Large, medium and small-scale industries are a feature of Glenorchy with large-scale industry and employment in the area marked by the opening of the Zinc refinery in 1916 just east of the GASP! site. The refinery continues as a prominent and highly visible part of the Glenorchy landscape, so too does road infrastructure including the Brooker highway and Bowen bridges which has rapidly increased the rate of commercial activity in the region. And while the Brooker highway brings people to and through Glenorchy it effectively dis-located the foreshore from the local population and interrupted casual social use.


Community activity grew at Elwick Bay when Rosetta High School (now Montrose Bay high school) opened in 1965 and in 1988 with the Derwent Entertainment Centre constructed as a bicentenary project on site adjacent to the race course on reclaimed land. In the same year, just further east at Dowsing Point, Technopark, a centre for hi-tech industries opened.

The Glenorchy Art & Sculpture Park (GASP!), located within a linear stretch of public space from Wilkinson’s Point to Montrose Bay, was first conceived through conversations in 2006 between Mayor Adriana Taylor and advocates passionate about developing a unique public space for families and the Tasmanian community. In 2008 a full time Project Development Officer and a committed group of eminent arts, civic and business leaders in consultation with the community advanced the vision. As land-owner and main stake-holder the Council continues to take strategic actions to promote the values and potential of Elwick Bay by creating a place of state and national significance.


In 2006 an early years parents and friends group approached the Mayor of Glenorchy, Adriana Taylor, with an idea to build an innovative, interactive ‘adventure’ style playground with an arts focus for small children. The concept was developed by the original committee Mayor Taylor, Madeleine Ogilvie, David Kinnibrough, Simon Boughey, Kim Backhouse and Mark Wilsdon.
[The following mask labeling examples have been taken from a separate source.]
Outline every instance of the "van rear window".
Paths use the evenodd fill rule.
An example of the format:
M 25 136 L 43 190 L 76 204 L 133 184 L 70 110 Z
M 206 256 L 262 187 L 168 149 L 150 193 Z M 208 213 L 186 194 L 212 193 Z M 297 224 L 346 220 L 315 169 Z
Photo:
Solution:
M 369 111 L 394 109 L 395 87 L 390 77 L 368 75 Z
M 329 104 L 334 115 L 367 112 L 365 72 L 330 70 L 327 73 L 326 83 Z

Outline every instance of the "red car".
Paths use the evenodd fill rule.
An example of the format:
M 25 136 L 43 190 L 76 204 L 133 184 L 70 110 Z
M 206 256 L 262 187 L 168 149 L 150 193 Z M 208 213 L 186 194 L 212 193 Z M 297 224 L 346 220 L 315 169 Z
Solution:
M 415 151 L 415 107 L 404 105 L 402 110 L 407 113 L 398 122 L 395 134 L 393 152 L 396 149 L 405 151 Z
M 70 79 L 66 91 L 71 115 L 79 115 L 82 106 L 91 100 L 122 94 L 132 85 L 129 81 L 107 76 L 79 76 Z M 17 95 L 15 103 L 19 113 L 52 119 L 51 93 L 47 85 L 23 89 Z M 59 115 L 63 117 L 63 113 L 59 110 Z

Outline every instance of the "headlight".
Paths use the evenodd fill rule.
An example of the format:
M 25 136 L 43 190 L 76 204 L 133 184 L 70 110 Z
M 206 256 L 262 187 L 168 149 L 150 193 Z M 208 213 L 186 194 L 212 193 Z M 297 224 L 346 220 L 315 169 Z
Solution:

Through an in-kind contribution GHD Pty Ltd prepared concept designs to start the ball rolling.

Over 2007 and 2008 the Council commissioned a master plan from Inspiring Place for the Wilkinson’s Point and Elwick Bay area, taking into consideration the need for ‘play’ and art installation along the foreshore. Subsequently, Pippa Dickson was appointed Project Development Officer by the Council in late 2008 to develop a business plan and consult with the community in regard to the foreshore space now zoned ‘special community use’.

Prior to the incorporation of GASP as a company limited by guarantee and the appointment of a board of directors, the Project Development Officer was supported by an advisory group of eminent business and arts leaders: Mayor Taylor, Narelle Calphy, Heather Chong, David Walsh, Madeleine Ogilvie, Olivier Varenne, Nicole Durling, Sean Kelly, Wesley Hindmarch and David Handley.

We wish to thank and acknowledge the generous contributions of all those who have played such an important role in the early years of the project.